Thanks for the info on the guitar, good to hear.


The following is all hearing related, no gear talk in the rest of this reply.

I sure am glad yours cleared up. That is the case for the majority of people. The brain usually rewires after a certain point of time to ignore the tinnitus. I know exactly what you're talking about when you mention feedback and so forth. I've always had sensitive hearing and I would hear feedback before anyone else seemed to. When I was a sound man I could catch it before it really got nasty. Meanwhile the other guys would let it get nasty and stay there for a few seconds before they even moved for a slider. Drove me crazy but now I understand more so why I was that way and other people were not.

Hearing is so complex and so awe striking. I have been completely shocked as I studied it more and more in-depth, to all the functioning of the ear.

There's the things most of us know like, thousands and thousands of hairs that converts sound and then reassembles it in our heads to create the original sound, all at the speed of sound. That is shocking that all that actually exists in such a small part.

To my understanding this is where tinnitus happens. A hair gets broken from a sound wave that is too big and one of two things happens; it never functions again or it stays stuck in the "on" position. Although there are certain aspects of this that I do not understand. some people have gone to extreme solutions like cutting off their ear only to find the frequencies increase instead of decrease. So I decided I would keep my ears.

What I didn't know until these problems started for me was that the ear also has natural compression.
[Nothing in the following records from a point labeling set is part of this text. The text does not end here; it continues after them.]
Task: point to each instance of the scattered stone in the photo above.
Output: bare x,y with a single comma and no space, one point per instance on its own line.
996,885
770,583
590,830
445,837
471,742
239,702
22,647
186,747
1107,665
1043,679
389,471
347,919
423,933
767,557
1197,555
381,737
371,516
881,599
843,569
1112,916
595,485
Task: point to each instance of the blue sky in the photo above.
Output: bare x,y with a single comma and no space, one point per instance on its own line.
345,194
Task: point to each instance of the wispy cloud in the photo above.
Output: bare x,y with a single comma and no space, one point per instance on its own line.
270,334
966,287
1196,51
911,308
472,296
When I say compression I quite literally mean the effect that we use to put a ceiling on how loud something can get. So a normal ear will compress signals to a point. Of course, when the decibels get too high, there's no protecting anybody. My ears have lost the ability for compression on certain frequencies. These frequencies spike for me very fast. While most people are conversing over a dinner meal, I am in outright pain at the sounds of cutlery on plates.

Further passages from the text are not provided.